Whether made spontaneously or by design, biogas consists mostly, though not exclusively, of methane (CH4) and carbon dioxide (CO2). The methane is key to its energy capacity. Additionally, biogas contains small percentages of water, nitrogen, hydrogen sulfide and other volatile organic compounds. In fact, raw biogas has a very similar chemical composition to the natural gas extracted from mineral deposits — without the greenhouse gas emissions, that is. Though miniscule among the overall content, these lesser components can do damage to public health, tanks, pipelines and the general efficiency of the biogas. Nature can not remove them but people can.

So, where do these gases, desirable or detrimental, come from? As organic matter disintegrates without oxygen, bacteria form that break the sunstances down over the course of multiple chemical reactions.

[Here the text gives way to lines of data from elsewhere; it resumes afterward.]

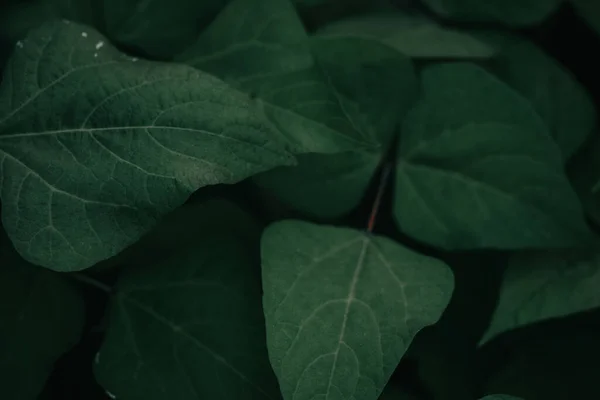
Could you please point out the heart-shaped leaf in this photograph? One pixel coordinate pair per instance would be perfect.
(554, 92)
(342, 307)
(478, 169)
(342, 96)
(191, 326)
(41, 318)
(96, 146)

As chemical compounds morph from one to another, the final reaction is the emission of biogas. As engineers and technicians develop technology to expedite this anaerobic digestion, as the process is known, they also discover more applications for biogas as well as the means to remove the tiny but pernicious trace compounds. All of this is an effort to build a comprehensive and optimal biogas system.

From Manure to Renewable Energy

Using swine manure as a model organic material — sometimes alled substrate or feedstock — the first order of business is to supply an anaerobic digester, or biogas reactor, with an appropriate amount of manure to yield the needed quantity of biogas. Remember though that the digester needs space for the gas to separate from the substrate, space often afforded by an arced top. Manure from pigs is ideal since it is stored as slurry, keeping oxygen from infiltrating it. Adding water also helps to dilute the ammonia content; ammonia can supress methane production. Pre-heating the manure (to 95 degrees F or more) can likewise expedite the digestion process.

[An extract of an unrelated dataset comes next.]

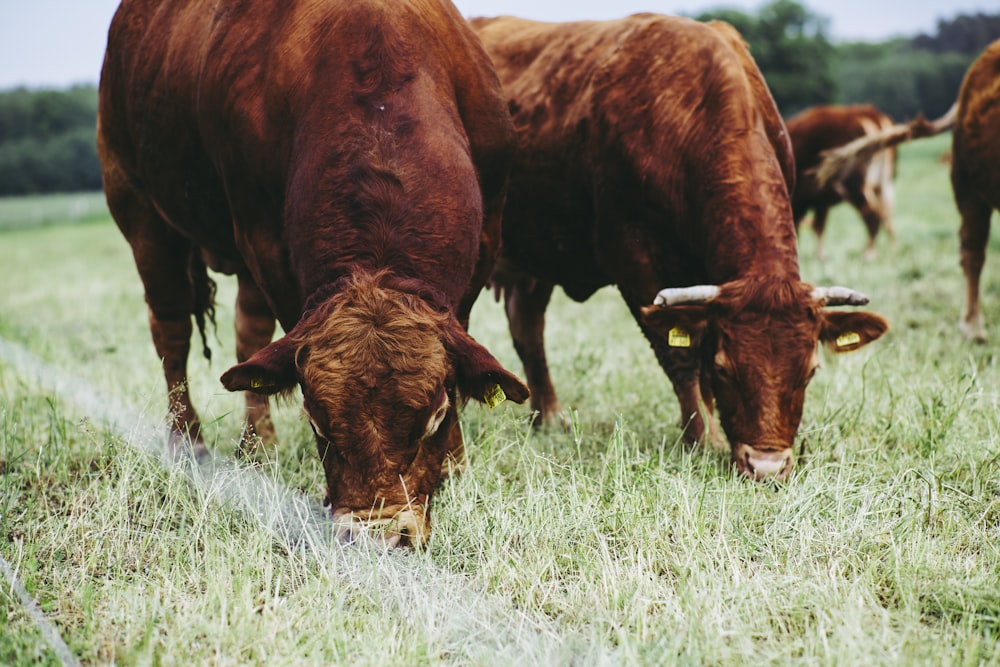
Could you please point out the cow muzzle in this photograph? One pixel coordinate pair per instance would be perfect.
(406, 527)
(763, 464)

The feedstock enters the digester through an inlet. Within the digestion tank itself, an agitator begins rotating — think of a clothes washing machine — to more evenly distribute the microorganisms throughout the substrate. This also serves to diminish the size of any solid particles and thereby minimize digestion time. The slurry can be pumped in or drawn in from beneath the slats of the swine housing; from a lagoon; or from a intermediary pre-treatment vessel.

On a mid-size to large hog farm, continuous biogas reactor types are likely employed due to the substantial amount of manure produced. This means the digester is supplied with new feedstock at least two to three times each day. Using pig manure, extension researchers at the Pennsylvania State University conclude that this type of substrate requires seven to 10 days retention in the digester to allow for maximum biogas production. Once digestion runs its course, biogas is collected for further treatment. The sunstrate — now called digestate or effluent — can serve as a highly nutritious fertilizer, animal bedding or manufactured product components. The biogas, meanwhile, may need cleaning.

Removing toxic and corrosive chemical compunds from biogas has many variants. On a farm biogas system, the gas stream is run through iron shards or steel woll. More sophisticated membranes may be employed at other facilities, e.g. water treatment plants. Alternately, the gas stream can flow through an amine solution that absorbs the extraneous compounds or be adsorbed by a chemically treated solid like activated carbon. The type and extent of cleansing depends on the purpose of the biogas. Biomethane, for vehicle fuel, calls for the most exhaustive refinement. At any rate, purification is a common component in most biogas installation apparatus.

In Summary

A biogas generator set can be small and fitted for single household use. On the other hand, a large biogas plant can supply renewable natural gas for hundreds of transportation vehicles or afford a power source for a public electricity utility. While sale and use may vary, each system requires a way to receive the substrate; an oxygen free digestion tank; separate collection areas for gas and digestate; and an element to scrub the biogas of harmful contaminants.